Stronger growth in second quarter
The Nikkei Japan Composite PMI™ Output Index rose from 51.7 in May to 52.1 in June, indicating a modest improvement in the rate of growth of business activity in the economy.
The average Composite Output Index reading for the second quarter is slightly higher than the average in the first three months of 2018, allaying concerns, to some extent, about spluttering economic growth, as indicated by the GDP decline in the first quarter.
June survey data suggest that output growth could strengthen further in July. Growth in new business intakes accelerated from May, while backlogs of orders across manufacturing and services combined returned to growth, which would usually encourage firms to raise output in coming months. Dipping business confidence relating to output remained upbeat and above the historical average.
The manufacturing sector remained the main driver of economic output, continuing to outpace growth of services activity, but also faces the greatest risks as far as performance in the second half of the year is concerned. There are two developments in the manufacturing sector that could weigh on future growth. Firstly, export sales fell for the first time in nearly two years, reflective of cooling world trade conditions in recent months.
Secondly, high demand for inputs continued to put pressure on supply chains, resulting in widespread material shortages. The extent of the deterioration in average lead times remained marked and greater than the historical trend. Anecdotal evidence revealed that delivery delays had in some cases resulted in lost sales.
Subdued selling price inflation
Overall input cost inflation remained solid and well above the historical average, but firms raised selling prices only modestly. While a sustained increase in charges was generally encouraging, especially when the historical average has been one of deflation, the inflation pace remained underwhelming given the high degree of rising cost pressures.
The survey data therefore do little to change the view that, despite five years of aggressive (and unconventional) monetary policy, the Bank of Japan is no closer to reaching its 2% inflation target.
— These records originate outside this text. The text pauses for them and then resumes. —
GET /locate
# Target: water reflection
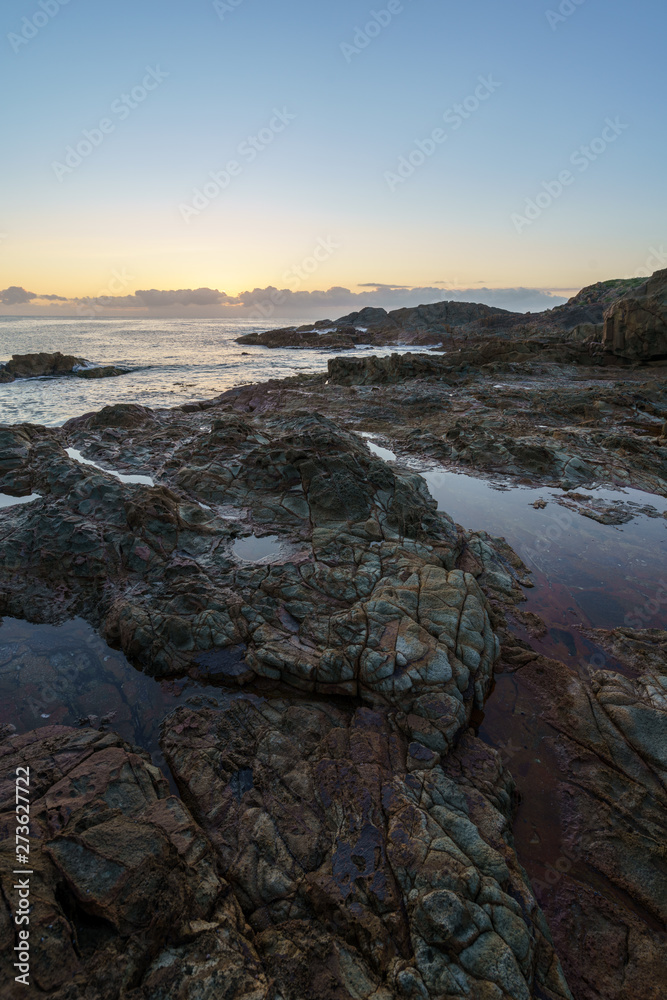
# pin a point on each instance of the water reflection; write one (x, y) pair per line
(66, 675)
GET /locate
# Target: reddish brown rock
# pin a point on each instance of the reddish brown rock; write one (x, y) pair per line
(124, 891)
(365, 866)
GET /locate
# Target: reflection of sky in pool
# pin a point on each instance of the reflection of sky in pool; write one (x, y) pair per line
(254, 549)
(56, 675)
(583, 570)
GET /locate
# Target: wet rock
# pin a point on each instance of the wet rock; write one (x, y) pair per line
(364, 864)
(367, 600)
(603, 895)
(636, 325)
(125, 893)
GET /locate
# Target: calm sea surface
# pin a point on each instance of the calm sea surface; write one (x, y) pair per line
(175, 361)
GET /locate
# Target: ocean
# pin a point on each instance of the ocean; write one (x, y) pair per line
(174, 361)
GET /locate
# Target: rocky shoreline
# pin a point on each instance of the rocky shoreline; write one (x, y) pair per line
(341, 829)
(55, 365)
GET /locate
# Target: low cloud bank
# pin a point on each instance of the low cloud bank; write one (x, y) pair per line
(273, 303)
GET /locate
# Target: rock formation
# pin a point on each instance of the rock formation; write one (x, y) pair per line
(635, 327)
(54, 365)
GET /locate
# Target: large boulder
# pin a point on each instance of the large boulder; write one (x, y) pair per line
(126, 899)
(365, 868)
(635, 326)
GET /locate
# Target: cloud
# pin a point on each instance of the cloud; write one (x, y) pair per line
(272, 302)
(380, 286)
(154, 298)
(16, 296)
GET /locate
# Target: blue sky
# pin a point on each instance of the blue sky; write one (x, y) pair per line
(332, 173)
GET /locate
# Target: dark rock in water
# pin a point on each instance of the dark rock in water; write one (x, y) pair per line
(605, 737)
(304, 337)
(385, 371)
(348, 833)
(364, 865)
(54, 365)
(636, 325)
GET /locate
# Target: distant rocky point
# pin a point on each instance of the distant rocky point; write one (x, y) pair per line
(54, 365)
(642, 303)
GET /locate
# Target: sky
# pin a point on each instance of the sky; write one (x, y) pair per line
(214, 158)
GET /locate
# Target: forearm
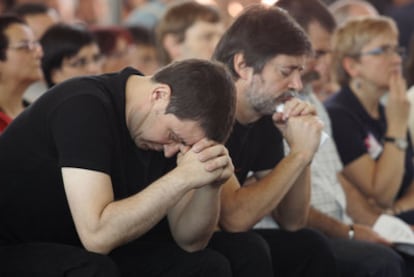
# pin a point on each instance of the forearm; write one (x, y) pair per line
(359, 209)
(293, 210)
(122, 221)
(406, 202)
(194, 219)
(242, 207)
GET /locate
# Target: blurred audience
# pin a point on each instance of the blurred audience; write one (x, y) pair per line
(188, 30)
(114, 43)
(69, 51)
(20, 55)
(38, 16)
(371, 137)
(143, 51)
(343, 10)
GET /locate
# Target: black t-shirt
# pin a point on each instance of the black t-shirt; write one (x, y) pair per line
(356, 133)
(79, 123)
(255, 147)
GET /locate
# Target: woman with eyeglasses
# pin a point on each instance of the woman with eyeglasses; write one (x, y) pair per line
(69, 51)
(372, 135)
(20, 56)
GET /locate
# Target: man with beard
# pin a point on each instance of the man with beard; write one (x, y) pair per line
(266, 51)
(357, 246)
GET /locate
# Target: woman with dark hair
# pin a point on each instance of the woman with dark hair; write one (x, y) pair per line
(20, 56)
(114, 42)
(69, 51)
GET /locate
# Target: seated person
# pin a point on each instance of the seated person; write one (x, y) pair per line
(188, 30)
(143, 51)
(267, 73)
(20, 55)
(372, 137)
(115, 43)
(69, 51)
(86, 189)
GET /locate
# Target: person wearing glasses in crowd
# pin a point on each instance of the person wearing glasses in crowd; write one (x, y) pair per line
(20, 57)
(119, 175)
(372, 137)
(69, 51)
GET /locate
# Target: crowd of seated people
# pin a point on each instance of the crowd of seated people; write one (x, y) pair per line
(283, 205)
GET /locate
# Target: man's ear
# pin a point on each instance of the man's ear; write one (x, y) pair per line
(161, 92)
(351, 66)
(56, 76)
(172, 46)
(245, 72)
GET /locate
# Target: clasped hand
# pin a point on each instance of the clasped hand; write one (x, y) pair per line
(206, 162)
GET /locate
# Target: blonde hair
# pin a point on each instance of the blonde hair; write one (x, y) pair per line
(349, 39)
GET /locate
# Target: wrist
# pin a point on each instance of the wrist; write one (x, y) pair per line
(351, 231)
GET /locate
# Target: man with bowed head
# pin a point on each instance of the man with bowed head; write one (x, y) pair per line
(78, 195)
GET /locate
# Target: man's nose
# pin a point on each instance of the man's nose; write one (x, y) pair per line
(296, 81)
(171, 149)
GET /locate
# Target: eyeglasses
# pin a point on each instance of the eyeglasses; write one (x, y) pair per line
(287, 71)
(27, 46)
(84, 61)
(386, 50)
(317, 54)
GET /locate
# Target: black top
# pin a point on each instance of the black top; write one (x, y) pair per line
(255, 147)
(79, 123)
(356, 133)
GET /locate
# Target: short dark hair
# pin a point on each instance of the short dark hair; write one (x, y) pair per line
(107, 37)
(202, 91)
(260, 33)
(307, 11)
(180, 17)
(62, 41)
(30, 9)
(5, 21)
(141, 35)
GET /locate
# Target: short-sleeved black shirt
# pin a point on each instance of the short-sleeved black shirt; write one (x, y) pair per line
(79, 123)
(356, 133)
(255, 147)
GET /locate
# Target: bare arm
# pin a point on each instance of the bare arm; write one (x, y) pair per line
(381, 179)
(104, 224)
(194, 219)
(406, 202)
(292, 212)
(242, 207)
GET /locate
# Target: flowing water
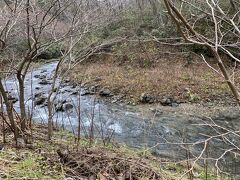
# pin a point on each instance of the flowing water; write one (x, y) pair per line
(143, 127)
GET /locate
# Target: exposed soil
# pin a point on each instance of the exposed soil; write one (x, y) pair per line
(62, 158)
(158, 71)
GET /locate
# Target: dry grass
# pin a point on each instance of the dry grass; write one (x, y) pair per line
(163, 72)
(83, 161)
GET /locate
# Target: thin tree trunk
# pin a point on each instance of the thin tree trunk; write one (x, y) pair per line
(9, 111)
(22, 103)
(226, 75)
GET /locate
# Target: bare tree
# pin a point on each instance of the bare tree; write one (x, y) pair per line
(218, 41)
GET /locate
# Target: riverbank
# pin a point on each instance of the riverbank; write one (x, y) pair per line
(63, 157)
(150, 73)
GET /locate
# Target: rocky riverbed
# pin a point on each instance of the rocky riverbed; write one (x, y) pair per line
(169, 131)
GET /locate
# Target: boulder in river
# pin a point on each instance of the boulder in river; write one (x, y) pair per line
(105, 92)
(168, 101)
(13, 99)
(39, 100)
(146, 98)
(44, 82)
The core CPI rose 0.7% year-on-year in May. With subdued inflation, the central bank is widely expected to continue with its ultra-accommodative policy for the time being, but there are concerns about the increasing cost of prolonged easing, especially the damage of near-zero rates on bank profits. This conundrum could elicit another unconventional policy move from the BOJ. The central bank deputy governor Masayoshi Amamiya recently said he would not rule out a policy adjustment if it is necessary to achieve its price target. As such, the outcome of a quarterly inflation review at the July policy meeting will be eagerly awaited.